|
Chcesz wiedzieć więcej? Zamów dobrą książkę. Propozycje Racjonalisty: | | |
|
|
|
|
Tematy różnorodne » Na wesoło
Teologa moralności ściągawka dla neofitów Autor tekstu: Maciej Psyk
Rady
pensjonariusza pawilonu "D"
W Kościele katolickim nie wolno się onanizować, bo grozi to powikłaniami
pośmiertnymi. Nie wolno kogoś onanizować. Ani lewą ani prawą ręką. Chyba,
że ma się protezę. Nie wolno się podniecać. Nie wolno być luteraninem,
baptystą, buddystą, żydem ani muzułmaninem, bo idzie się za to do piekła.
Siostro, Michał Anioł wyjada pierze z poduszki. Wypluj. Wypluj! Oddaj poduszkę.

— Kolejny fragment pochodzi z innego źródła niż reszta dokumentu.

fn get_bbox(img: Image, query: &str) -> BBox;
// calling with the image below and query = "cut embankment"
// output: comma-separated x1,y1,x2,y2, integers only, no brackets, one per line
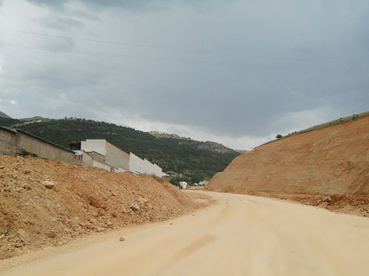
206,116,369,216
0,154,208,260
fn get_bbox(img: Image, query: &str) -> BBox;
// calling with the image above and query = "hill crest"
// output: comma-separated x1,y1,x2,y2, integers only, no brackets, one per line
0,111,11,119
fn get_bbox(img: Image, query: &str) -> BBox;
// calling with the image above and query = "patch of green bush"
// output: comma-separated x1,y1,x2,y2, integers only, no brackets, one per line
19,149,38,158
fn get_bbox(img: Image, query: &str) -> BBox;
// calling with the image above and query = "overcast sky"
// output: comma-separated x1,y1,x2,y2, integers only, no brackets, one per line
0,0,368,150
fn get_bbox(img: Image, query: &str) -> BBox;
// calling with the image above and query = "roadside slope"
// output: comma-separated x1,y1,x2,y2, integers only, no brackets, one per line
206,116,369,215
0,154,208,260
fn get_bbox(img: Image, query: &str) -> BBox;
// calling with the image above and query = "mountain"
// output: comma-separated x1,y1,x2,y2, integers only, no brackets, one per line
149,131,241,154
0,117,240,179
19,116,45,121
0,111,11,119
149,131,190,140
0,113,47,126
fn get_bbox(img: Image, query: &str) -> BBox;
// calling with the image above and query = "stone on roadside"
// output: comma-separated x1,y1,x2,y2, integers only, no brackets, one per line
130,203,140,212
41,180,55,189
323,196,332,203
18,229,29,242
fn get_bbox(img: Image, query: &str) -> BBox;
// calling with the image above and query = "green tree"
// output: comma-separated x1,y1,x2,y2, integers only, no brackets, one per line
169,175,190,186
190,171,203,184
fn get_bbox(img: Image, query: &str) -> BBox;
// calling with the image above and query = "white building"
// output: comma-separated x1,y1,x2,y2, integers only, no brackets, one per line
79,139,162,177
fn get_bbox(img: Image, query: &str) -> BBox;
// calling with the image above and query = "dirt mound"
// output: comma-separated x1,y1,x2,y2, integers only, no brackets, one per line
0,154,208,260
206,116,369,216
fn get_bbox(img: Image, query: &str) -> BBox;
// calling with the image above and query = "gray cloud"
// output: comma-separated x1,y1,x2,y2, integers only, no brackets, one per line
26,0,68,9
39,16,85,31
68,9,102,22
26,0,229,12
1,0,369,149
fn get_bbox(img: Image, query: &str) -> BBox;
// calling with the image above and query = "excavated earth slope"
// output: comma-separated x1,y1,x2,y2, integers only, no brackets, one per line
206,116,369,217
0,154,209,260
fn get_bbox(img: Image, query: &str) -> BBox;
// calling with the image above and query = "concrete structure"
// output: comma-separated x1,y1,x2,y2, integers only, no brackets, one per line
127,151,145,175
152,163,162,177
80,139,162,177
81,140,130,172
0,127,17,155
126,152,162,176
0,126,82,165
0,128,162,176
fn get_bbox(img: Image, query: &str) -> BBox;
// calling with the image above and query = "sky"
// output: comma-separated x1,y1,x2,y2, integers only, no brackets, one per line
0,0,368,150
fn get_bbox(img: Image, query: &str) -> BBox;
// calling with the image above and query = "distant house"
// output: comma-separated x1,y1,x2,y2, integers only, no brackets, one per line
72,139,162,177
80,139,130,172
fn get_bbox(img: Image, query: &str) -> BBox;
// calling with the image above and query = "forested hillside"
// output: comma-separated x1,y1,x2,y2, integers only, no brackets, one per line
0,117,240,179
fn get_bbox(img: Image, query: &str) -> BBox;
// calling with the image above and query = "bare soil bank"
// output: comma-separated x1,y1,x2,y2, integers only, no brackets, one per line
206,115,369,217
0,154,209,260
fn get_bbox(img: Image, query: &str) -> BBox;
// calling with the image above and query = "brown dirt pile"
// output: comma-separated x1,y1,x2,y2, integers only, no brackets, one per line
0,154,208,260
206,116,369,217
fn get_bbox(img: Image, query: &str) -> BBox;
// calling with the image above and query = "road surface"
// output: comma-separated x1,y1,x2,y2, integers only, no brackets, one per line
2,191,369,276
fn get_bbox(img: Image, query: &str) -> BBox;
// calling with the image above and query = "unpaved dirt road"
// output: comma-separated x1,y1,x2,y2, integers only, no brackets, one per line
2,191,369,276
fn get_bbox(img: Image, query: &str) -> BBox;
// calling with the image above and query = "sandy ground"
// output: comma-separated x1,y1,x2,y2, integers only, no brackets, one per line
1,190,369,276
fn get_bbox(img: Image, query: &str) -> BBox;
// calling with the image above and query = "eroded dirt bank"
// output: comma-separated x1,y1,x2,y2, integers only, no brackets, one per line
206,116,369,217
0,154,209,260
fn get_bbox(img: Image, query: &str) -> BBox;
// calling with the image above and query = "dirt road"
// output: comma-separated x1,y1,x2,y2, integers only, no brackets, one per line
2,191,369,276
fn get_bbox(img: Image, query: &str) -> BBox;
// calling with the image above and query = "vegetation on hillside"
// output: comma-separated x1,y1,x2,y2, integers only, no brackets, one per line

Siostro, on mówi, że to „Stworzenie świata". Dobrze, teraz położyć.
Śpij Michałku. Nie wolno jeść marchewek. Pardon, marchewki wolno jeść. Nie
wolno należeć do Kościoła Świętej Marchewki. Nie wolno być ateistą, bo
to grzech. Za to też jest piekło. Nie wolno mieć orgazmu w żadnym wypadku
poza robieniem katolików i reskryptem Ojca Świętego. Słucham pana? Napoleon?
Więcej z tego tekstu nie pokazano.